I have done lots of reading in the past few months, and I'm sorry that I can't remember where I read this statement: "the future is fiction" because it has dramatically affected my thought process. It really is profound...and true. Nothing we plan for, hope for, or prepare for will necessarily happen. Just like nothing we worry about and stress about will necessarily happen. Nothing besides the present is for sure. So how does this affect your present situation? I have spent so many hours wishing my present state away and hoping for or dreading the future. So in the past few weeks I've tried really hard to be happy for the moment, to make the most of the moment and to reflect on all the blessings I have in a given moment. Tomorrow I turn 38 years old. Birthdays are a time when we think in years....reflecting on this past year, many months have been filled with what I did not expect, was not prepared for, and certainly did not hope for. It makes me wonder what will happen in this next year of my life? Wondering is ok, but worrying is not. I've learned that worrying accomplishes only one thing: to bring down my spirits. Worrying does not change an outcome, it does not heal, it does not make me feel better, it does not have a single positive result. So this year, starting on my birthday, I'm going to anticipate the unexpected and wait for it with a sense of hope and wonder, but not worry. I also know I will fail and fall into worry many times; however, each time I do I'm going to remind myself: the future is fiction....I have very little control over it (especially that unexpected bad news). Then I'm going to give it to God and trust Him with it, so I can enjoy the present more then I ever have before.
This all comes after a week filled with days of constant worrying. I had my first follow up doctor's appointment this past Thursday. I was dreading walking into the hospital, and I was extremely anxious about getting bad news. On Monday these thoughts of dread and anxiety completely controlled me. I spent most of my day crying, every song I heard on the radio made me cry, commercials on TV made me cry and everything anyone said to me somehow reminded me that I have cancer and I'm tired of it, so I cried. On Tuesday I started feeling a bit better....there were less tears but the anxious thoughts were still there. On Tuesday night, I had some friends get me back on track. They reminded me I have so much to be thankful for right now: I'm turning 38, I have amazing friends, I'm loved, I made it through treatments: I'm a conqueror. Wednesday I reminded myself that I don't control the future and that whatever I found out at my appointment will be what it will be and it will be what God intends.
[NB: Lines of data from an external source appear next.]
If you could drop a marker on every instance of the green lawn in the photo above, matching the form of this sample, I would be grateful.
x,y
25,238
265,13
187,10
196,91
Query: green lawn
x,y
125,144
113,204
I was able to walk in to my appointment on Thursday calm and ready. Thankfully the news was good, in fact it was great. My doctor didn't do a formal cancer check (I have to wait for April for that), but he checked me over. He was thrilled with my recovery so far. He told me he was very pleased with how well and how quickly I've "bounced back" from treatments. So all my worry was for nothing. Darryl and I walked out of the hospital hand in hand and realized it was the first time since I was diagnosed that we got to walk out smiling and feeling good about what we had just heard. It was a foreign feeling to us, but a great one. When I got home I realized, I had wasted 2 days of my life worrying.....I don't want that to happen again. I know anxious thoughts for my April scan and appointments are just around the corner waiting to attack. I will try my best to stand up to them and not let them get control of me.
I have had a lot of amazing birthday celebrations already this week planned by my family, friends, and my students. All of them made me feel so celebrated. And I have learned birthdays are worth celebrating....every single one of them, not just the "big ones" because every year is another chance to make your mark. So hello 38! I'm looking forward to 39!